On US Forest Service land, observers report that 99% of fires are put out before they reach 300 acres. It's the other 1% that is of such great human concern. It's good to recognize the causes, to try to understand. The causes are singular... a convergence. In a place, a big one, usually with steep slopes, there converges
- low humidity,
- high temperatures (perhaps related to global warming)
- gusty wind, and
- a spark or fire source (with a probability related to road and human population nearness, even lightning strikes)
that together finds rich, abundant fuels. The losses and costs ... and first spark ... increase as people crowd into the borders of parks, forests, and public areas.
The fuel is of greatest concern of the faunal system manager. It is the only physical factor that he or she (faunal system managers, foresters and rangeland fire fighters) can readily influence (other than posting control crews). "Fuel" is another word for faunal food and cover. It is food for animals, food for insects and creatures upon which they feed, and stuff within which they live.

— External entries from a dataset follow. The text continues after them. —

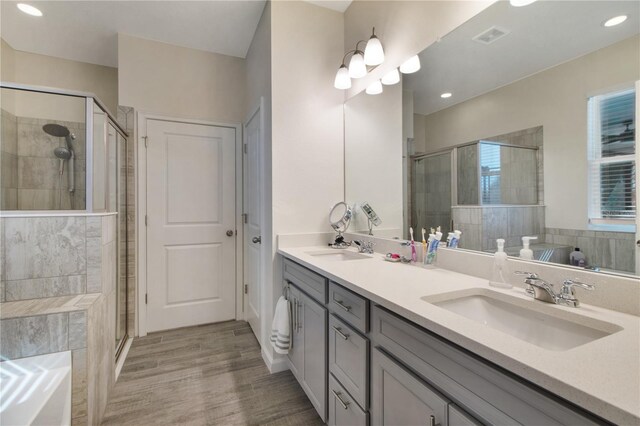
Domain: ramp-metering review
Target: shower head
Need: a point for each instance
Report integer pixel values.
(56, 130)
(62, 153)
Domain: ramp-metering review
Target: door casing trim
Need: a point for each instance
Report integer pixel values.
(141, 205)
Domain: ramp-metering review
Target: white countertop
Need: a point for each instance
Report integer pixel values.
(602, 376)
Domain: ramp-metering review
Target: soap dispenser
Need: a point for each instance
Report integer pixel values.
(526, 253)
(500, 261)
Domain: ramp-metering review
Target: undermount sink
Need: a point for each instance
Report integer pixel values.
(556, 331)
(338, 255)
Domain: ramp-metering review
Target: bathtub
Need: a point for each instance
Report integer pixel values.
(36, 390)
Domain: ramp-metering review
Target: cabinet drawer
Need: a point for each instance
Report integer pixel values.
(398, 397)
(308, 281)
(349, 306)
(488, 394)
(349, 360)
(343, 411)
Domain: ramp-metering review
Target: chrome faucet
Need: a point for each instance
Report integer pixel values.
(364, 246)
(539, 289)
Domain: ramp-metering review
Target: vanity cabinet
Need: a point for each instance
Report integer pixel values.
(308, 354)
(359, 362)
(400, 398)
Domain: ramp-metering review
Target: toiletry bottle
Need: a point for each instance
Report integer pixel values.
(576, 256)
(526, 253)
(499, 263)
(456, 238)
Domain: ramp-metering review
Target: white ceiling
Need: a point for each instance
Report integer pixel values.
(541, 36)
(87, 30)
(337, 5)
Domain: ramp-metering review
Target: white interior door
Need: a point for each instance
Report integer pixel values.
(252, 227)
(191, 247)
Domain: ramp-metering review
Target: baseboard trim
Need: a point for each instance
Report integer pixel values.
(274, 365)
(123, 356)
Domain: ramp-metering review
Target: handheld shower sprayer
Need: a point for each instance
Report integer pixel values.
(64, 153)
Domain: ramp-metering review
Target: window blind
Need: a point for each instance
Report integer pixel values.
(612, 175)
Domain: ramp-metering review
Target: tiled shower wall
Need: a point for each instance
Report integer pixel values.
(32, 180)
(46, 263)
(482, 225)
(607, 250)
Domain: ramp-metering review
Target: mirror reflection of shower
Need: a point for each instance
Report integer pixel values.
(64, 154)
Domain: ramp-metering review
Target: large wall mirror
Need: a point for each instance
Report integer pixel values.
(538, 136)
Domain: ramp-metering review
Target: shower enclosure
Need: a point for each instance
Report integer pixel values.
(62, 152)
(465, 186)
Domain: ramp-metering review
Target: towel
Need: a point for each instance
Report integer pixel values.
(281, 327)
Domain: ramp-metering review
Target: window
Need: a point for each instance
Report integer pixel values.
(612, 164)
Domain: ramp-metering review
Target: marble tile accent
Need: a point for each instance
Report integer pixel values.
(79, 386)
(37, 335)
(77, 330)
(94, 264)
(45, 287)
(94, 226)
(45, 247)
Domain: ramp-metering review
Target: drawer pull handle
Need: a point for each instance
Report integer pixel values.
(337, 330)
(344, 404)
(340, 303)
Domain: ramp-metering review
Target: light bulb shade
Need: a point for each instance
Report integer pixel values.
(373, 53)
(342, 81)
(374, 88)
(411, 65)
(392, 77)
(357, 68)
(520, 3)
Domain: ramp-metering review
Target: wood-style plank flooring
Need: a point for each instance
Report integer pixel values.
(205, 375)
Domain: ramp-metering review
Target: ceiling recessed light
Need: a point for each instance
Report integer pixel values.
(29, 10)
(617, 20)
(520, 3)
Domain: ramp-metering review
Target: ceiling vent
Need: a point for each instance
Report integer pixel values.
(491, 35)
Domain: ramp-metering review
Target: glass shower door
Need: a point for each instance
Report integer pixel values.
(431, 192)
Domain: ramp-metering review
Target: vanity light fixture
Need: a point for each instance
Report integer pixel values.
(374, 88)
(392, 77)
(29, 10)
(520, 3)
(357, 68)
(342, 81)
(616, 20)
(411, 65)
(373, 53)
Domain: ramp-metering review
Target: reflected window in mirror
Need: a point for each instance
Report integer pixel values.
(612, 160)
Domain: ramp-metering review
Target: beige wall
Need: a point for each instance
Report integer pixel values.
(259, 85)
(404, 27)
(556, 99)
(42, 70)
(180, 82)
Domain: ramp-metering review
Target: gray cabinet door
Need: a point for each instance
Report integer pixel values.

Fuel is a mixture of the elements of changing faunal space over time. Foresters responsible for intense fires reduce the density of trees, remove surface fuels and those that allow fires to climb into trees. In the process they eliminate faunal spaces, those of the soil layers, the forage layers, and the nesting and insect-foraging layers. But in the process of eliminating some space, others may be created. Dead trees (snags) produce over time conditions for abundant insects for some species; some species of tree seeds are germinated by low intensity fires thus creating forage for some insects and big game. Ground litter (through which fire may sweep) is the home space of small birds and mammals and their insect and mollusc food supplies. The rodents spread the spores of fungi that produce root hairs for the trees, increasing "site index," the measure of tree growth potentials. Can we have one without the other? In what proportions? What to do...what to do?
The manager of lands for wild fauna need to
- have adequately equipped wildfire control systems in place
- have a plan for burning and removals of fuels (essential in carefully selected and timed actions)
- have a strategic prevention plan, one to reduce the unwanted fire "start"
- carefully compute the probable benefits from all of the resources of forest and rangeland space (species-specific trees, grass, and animals over a planning period of about 150 years) to a human population and assign the benefits expected "present" financial value)
- equally carefully, compute area-specific and species-specific probable loss (e.g., Alan Ager at aager@fs.fed.us) and compare 4 and 5
- compute wind-related tree moisture stress, soil moisture loss, bark beetle loss evidence, rain impact changes on soils and related silt and moisture runoff in areas of reduced tree-densities
- compute the relative costs of implementing the above, then compare that estimate to the estimated losses of the average of 100 simulated fires in areas without such planned action.
It's difficult; computers are needed; it may not be affordable. Once done, it does not have to be done in detail again ... just used for people and their lands and fauna.